The Beatles
The Beatles pada akhirnya bubar alias tidak mampu menyatukan diri kembali karena konflik yang bermunculan di antara para personilnya. (Foto: Instagram thebeatles)

Sabigaju.com – Ada apa di tanggal 10 April? Hari ini sebuah catatan sejarah dalam dunia musik yang tak jarang sering ingin ditepis oleh banyak orang: The Beatles bubar!

Band legendaris yang sudah mendunia ini rupanya harus bubar pada 10 April 1970 silam.

Ada Apa Dibalik Bubarnya The Beatles?

Band legendaris dunia ini pada akhirnya tidak mampu menyatukan diri kembali karena konflik yang bermunculan pasca kepergian sang manajer, yaitu Brian Epstein.

Memang tidak ada pernyataan resmi dari The Beatles. Namun pada hari tersebut, Paul McCartney secara resmi mengumumkan pengunduran dirinya dari The Beatles.

Hal ini kemudian diberitakan oleh media sebagai titik bubarnya grup musik asal Liverpool, Inggris, yang satu ini.

The Beatles sempat mengalami konflik pada tahun-tahun sebelumnya.

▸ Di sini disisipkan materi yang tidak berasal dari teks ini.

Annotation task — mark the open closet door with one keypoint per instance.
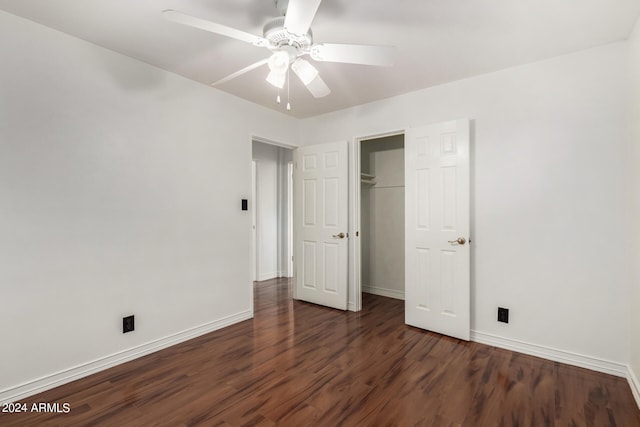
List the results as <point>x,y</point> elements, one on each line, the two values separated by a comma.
<point>320,183</point>
<point>437,258</point>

Setelah kematian Epstein, mereka terlihat seperti kehilangan sesuatu.

Hal ini utamanya terjadi pada John Lennon yang memang memiliki hubungan paling dekat dengan sang manajer.

Epstein dikenal memiliki pengaruh yang baik bagi anak-anak asuhnya ini. Ia mampu membantu band ini menyelesaikan berbagai perselisihan yang terjadi.

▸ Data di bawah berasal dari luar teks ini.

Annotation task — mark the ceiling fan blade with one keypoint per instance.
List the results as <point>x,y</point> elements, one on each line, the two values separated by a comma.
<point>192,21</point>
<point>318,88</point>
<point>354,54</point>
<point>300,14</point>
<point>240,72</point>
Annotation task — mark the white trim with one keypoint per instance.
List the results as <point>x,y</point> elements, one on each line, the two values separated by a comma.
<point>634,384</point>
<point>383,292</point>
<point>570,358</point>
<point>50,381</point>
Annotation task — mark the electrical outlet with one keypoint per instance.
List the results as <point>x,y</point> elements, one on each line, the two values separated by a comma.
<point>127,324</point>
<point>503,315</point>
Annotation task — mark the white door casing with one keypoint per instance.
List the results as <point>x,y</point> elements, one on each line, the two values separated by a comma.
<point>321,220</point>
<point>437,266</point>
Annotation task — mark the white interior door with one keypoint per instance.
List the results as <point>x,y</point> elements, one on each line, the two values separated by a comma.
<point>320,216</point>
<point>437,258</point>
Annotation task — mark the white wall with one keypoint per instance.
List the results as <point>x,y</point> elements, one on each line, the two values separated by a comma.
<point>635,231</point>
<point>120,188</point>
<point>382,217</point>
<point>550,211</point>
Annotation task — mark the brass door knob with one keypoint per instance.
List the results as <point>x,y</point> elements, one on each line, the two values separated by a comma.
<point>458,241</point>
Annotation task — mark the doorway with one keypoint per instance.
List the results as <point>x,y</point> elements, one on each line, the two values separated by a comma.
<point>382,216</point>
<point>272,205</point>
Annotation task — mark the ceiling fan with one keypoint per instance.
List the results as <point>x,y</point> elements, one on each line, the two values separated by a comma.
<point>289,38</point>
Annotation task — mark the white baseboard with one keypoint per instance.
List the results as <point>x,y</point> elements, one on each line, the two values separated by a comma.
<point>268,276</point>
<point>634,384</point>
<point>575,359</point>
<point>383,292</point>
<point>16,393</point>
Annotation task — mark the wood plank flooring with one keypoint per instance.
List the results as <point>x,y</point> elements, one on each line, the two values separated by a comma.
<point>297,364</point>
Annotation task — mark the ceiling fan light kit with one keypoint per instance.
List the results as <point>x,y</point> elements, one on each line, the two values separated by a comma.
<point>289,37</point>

Selain itu, Epstein juga pandai mengurus keuangan. Satu hal yang pasti: Epstein berhasil menyelesaikan segera rintangan sehingga The Beatles mampu menembus dapur rekaman hingga akhirnya menjadi salah satu band paling sukses di dunia.

The Beatles tanpa Epstein

Sepeninggal Epstein, ego masing-masing personel kembali bermunculan dan tak ada yang mampu melerai.

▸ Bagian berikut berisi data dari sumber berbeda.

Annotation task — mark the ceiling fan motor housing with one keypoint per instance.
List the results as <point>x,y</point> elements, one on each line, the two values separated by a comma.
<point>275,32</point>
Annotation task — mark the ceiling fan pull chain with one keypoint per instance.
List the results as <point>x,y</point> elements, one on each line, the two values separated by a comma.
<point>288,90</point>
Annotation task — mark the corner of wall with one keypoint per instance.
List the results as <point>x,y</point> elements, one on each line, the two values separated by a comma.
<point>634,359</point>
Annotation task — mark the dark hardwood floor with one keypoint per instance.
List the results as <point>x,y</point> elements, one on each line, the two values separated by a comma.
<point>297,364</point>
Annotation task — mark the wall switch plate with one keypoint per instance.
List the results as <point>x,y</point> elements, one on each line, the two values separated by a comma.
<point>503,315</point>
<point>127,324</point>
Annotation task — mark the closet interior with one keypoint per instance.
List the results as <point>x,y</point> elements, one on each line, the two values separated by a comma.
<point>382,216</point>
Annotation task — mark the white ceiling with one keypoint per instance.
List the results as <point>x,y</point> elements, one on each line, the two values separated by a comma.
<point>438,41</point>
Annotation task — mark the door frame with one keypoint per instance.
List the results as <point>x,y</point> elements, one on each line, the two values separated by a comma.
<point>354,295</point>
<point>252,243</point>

Sejak saat itu, mulai timbul bibit-bibit perpecahan. Paul McCartney pun mencoba mengambil alih kendali grup, namun rupanya masih belum berhasil.

McCartney mempersiapkan beberapa proyek untuk kelangsungan band, seperti penggarapan film ‘Magical Mystery Tour’ serta album ‘Let It Be’.

Namun, dominasi ini justru membuat jengah personel lainnya. Bahkan, Lennon menunjukkan protesnya dengan mengajak Yoko Ono ikut serta dalam proses rekaman.

Padahal, ini merupakan salah satu pelanggaran dalam aturan grup. The Beatles melarang keras mengajak istri atau pacar untuk hadir dalam proses rekaman.

Seolah belum cukup, persoalan Grup Berjuluk The Fab Four itu masih berlanjut. George Harrison muncul sebagai penulis lagu dalam paruh kedua karier mereka.

Hal ini karena yang berperan menulis lagu adalah Paul dan Lennon, sedangkan Harrison dan Starr hanyalah pendukung.

Ketika potensi Harrison mulai terlihat, ide-ide lagunya justru selalu ditolak oleh Paul dan Lennon.

Akhirnya, Harrison memilih untuk berkolaborasi dengan pianis John Barkham dan musisi India seperti Aashish Khan dan Shivkumar Sharma.

Terlepas dari apa yang menjadi alasan utama The Beatles akhirnya bubar, pernyataan Paul McCartney memang resmi membuat media berpikir bahwa The Beatles bubar: Ia ingin memiliki waktu lebih bersama keluarganya.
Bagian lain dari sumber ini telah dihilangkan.